Saturday, January 5, 2013

News Bulletin

France recently decided on a 75% income tax on their wealthiest citizens. French actor GĂ©rard Depardieu applied for Russian citizenship shortly following the announcement because, according to a letter to Russia's main state-run broadcaster, he likes Russian writers and his father was once a communist. Mr Putin said Depardieu was granted citizenship because he has been in a lot of movies about Russia.
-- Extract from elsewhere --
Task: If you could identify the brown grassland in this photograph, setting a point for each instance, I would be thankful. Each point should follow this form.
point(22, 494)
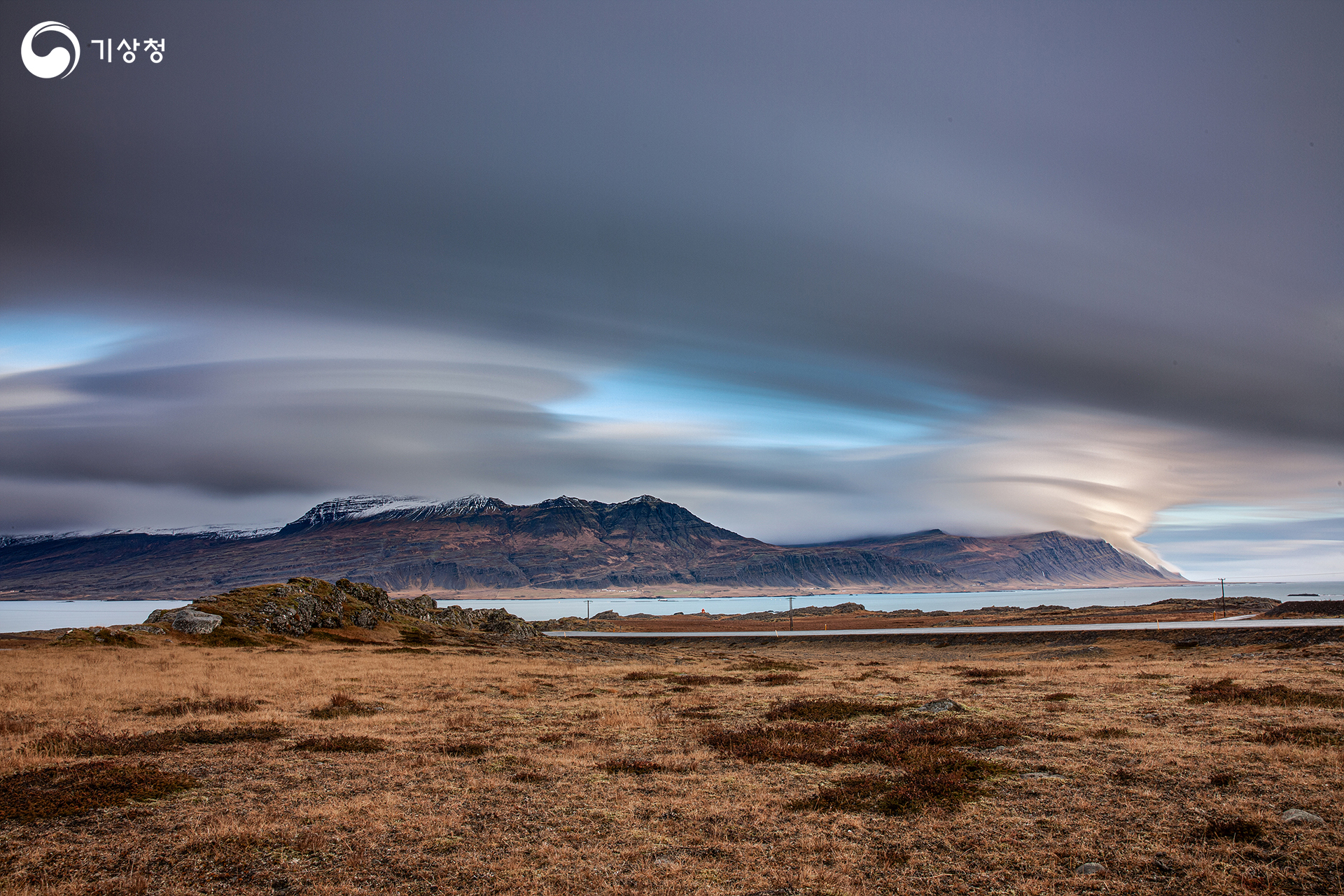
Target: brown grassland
point(562, 767)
Everyone was fighting about tax breaks and spending cuts until the last minute on December 31, 2012. In a shocking turn of events, taxes will go up and decisions on spending cuts have been delayed. In other words, no one fell off the fiscal cliff and all can stop worrying about it for a few months until it's time to make more decisions. The final deal is generally thought to be a victory for democrats, but no one is super happy with it. The American people are increasingly exasperated, stating they don't know where the cliff is and 'how can anyone fall off of it if everyone just keeps moving it.'

Google CEO Eric Schmidt will be joining U.S. ambassador to the U.N., Bill Richardson, and other persons on a trip to North Korea this month despite the strong reservations of the U.S. State Department: 'This seems like a dumb idea and they know we think that but we're not the boss of them.' Considering most U.S. to North Korea trips are attempts to rescue other Americans who have been arrested in NK, there is speculation that the excursion may be related to the recent arrest of an American. Since North Korea only has about 10 websites, none of which are Google, Schmidt is thought to be going on the trip because he knows of no other way to figure out what exactly is going on.